Monday, June 4, 2018

Supreme Court rules that the LBGTQ can't have their cake and eat it too when it comes to pitting one civil rights protection against another

In what was bound to be a landmark battle between the Constitutional rights of a Christian (religious) based business and the Civil rights of a sexual orientation group, the Supreme Court just now ruled on June 4 that the state of Colorado was at fault for imposing penalties on a Christian based bakery for their choosing to refuse service to a gay couple.

The U.S. Supreme Court on Monday handed a narow victory to a Christian baker from Colorado who refused for religious reasons to make a wedding cake for a gay couple. 
The justices, in a 7-2 decision, faulted the Colorado Civil Rights Commission's handling of the claims brought against Jack Phillips, saying it had showed a hostility to religion. 
The commission said Phillips violated the Colorado anti-discrimination law that bars businesses from refusing service based on race, sex, marital status or sexual orientation by rebuffing gay couple David Mullins and Charlie Craig in 2012. - CNBC
This court battle contained was distinctly unique in the fact that it pitted several opposing factions against each other, with some having much stronger protections by law than others.

Freedom of religion for example is a Constitutional protection that supersedes most created statutes... such as the anti-discrimination laws created in the state of Colorado.  Additionally, a 1964 Civil Rights law that was created to protect consumers from discrimination did not have in its wording protections for sexual orientations, and this is where Colorado violated the religious and business rights of the bakery by instituting those protections 'after the fact', and in conflict with the Constitution.
At the heart of the debate is a system of anti-discrimination laws enacted by federal, state and local governments. The entire United States is covered by the Federal Civil Rights Act of 1964, which prohibits discrimination by privately owned places of public accommodation on the basis of race, color, religion or national origin. Places of “public accommodation” include hotels, restaurants, theaters, banks, health clubs and stores. Nonprofit organizations such as churches are generally exempt from the law. 
The right of public accommodation is also guaranteed to disabled citizens under the Americans with Disabilities Act, which prohibits discrimination by private businesses based on disability. 
The federal law does not prohibit discrimination based on sexual orientation, so gays are not a protected group under the federal law. However, about 20 states, including New York and California, have enacted laws that prohibit discrimination in public accommodations based on sexual orientation. In California, you also can’t discriminate based on someone’s unconventional dress.

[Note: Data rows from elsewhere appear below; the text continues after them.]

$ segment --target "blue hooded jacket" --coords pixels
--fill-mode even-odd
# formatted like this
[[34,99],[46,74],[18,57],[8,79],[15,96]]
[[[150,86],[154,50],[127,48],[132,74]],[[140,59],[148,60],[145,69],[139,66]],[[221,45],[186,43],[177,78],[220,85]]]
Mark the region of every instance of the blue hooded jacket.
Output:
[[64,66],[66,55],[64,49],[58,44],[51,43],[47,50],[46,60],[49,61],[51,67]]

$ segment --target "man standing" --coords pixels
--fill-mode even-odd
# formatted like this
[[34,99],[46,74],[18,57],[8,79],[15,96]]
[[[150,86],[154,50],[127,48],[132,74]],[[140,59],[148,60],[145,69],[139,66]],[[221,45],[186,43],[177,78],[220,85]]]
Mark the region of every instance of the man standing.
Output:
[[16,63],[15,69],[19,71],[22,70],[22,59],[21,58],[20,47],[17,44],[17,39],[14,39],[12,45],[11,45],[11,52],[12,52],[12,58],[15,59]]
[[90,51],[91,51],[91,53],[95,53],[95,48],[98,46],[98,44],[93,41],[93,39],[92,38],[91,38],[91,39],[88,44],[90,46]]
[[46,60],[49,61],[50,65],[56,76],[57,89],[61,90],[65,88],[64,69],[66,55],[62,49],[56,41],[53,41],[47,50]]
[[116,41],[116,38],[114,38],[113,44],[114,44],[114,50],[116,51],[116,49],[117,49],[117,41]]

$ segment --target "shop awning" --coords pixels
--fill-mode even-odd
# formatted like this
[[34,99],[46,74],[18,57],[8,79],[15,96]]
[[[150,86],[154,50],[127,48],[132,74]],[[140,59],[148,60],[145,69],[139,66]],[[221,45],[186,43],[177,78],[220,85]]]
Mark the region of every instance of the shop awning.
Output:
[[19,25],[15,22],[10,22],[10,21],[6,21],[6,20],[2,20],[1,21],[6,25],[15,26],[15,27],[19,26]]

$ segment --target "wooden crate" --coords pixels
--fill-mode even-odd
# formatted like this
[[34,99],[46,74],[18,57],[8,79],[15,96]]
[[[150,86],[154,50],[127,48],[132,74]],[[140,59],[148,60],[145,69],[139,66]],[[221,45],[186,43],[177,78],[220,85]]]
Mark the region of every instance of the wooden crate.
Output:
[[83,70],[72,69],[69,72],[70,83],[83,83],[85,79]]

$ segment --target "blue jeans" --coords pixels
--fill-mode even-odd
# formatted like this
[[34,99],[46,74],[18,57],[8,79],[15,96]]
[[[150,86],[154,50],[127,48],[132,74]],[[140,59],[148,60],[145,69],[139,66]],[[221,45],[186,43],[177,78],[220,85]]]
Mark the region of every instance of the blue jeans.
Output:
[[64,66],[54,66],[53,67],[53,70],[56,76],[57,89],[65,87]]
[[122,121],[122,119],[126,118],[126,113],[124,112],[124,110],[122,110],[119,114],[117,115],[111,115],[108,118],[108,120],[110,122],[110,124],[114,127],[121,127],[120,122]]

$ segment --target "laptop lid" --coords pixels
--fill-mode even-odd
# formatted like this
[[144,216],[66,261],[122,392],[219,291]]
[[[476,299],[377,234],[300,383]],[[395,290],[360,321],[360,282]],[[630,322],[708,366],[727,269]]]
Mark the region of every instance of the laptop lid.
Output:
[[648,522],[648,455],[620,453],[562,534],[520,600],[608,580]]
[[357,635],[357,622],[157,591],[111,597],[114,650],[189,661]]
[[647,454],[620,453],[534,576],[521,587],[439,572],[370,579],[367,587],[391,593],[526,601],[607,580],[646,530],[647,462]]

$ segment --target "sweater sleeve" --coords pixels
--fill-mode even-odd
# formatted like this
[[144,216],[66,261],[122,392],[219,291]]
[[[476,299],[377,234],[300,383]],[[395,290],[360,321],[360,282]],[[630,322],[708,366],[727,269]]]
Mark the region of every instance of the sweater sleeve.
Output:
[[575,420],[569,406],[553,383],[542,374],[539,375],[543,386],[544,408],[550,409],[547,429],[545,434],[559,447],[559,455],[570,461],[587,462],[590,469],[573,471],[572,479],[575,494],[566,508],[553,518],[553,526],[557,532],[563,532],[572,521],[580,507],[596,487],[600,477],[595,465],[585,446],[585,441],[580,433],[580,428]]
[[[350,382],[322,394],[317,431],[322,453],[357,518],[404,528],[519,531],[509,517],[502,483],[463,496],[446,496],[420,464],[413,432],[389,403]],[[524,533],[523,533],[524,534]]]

In some states, like Arizona, there’s no state law banning discrimination against gays, but there are local laws in some cities that prohibit sexual orientation discrimination. – Legal Zoom
In the end the Supreme Court ruled correctly because state laws cannot override Federal or Constitutional laws/protections, and no intrinsic harm was done to the gay couple since they had availability to purchase a wedding cake from any number of bakeries willing to do so in that local area.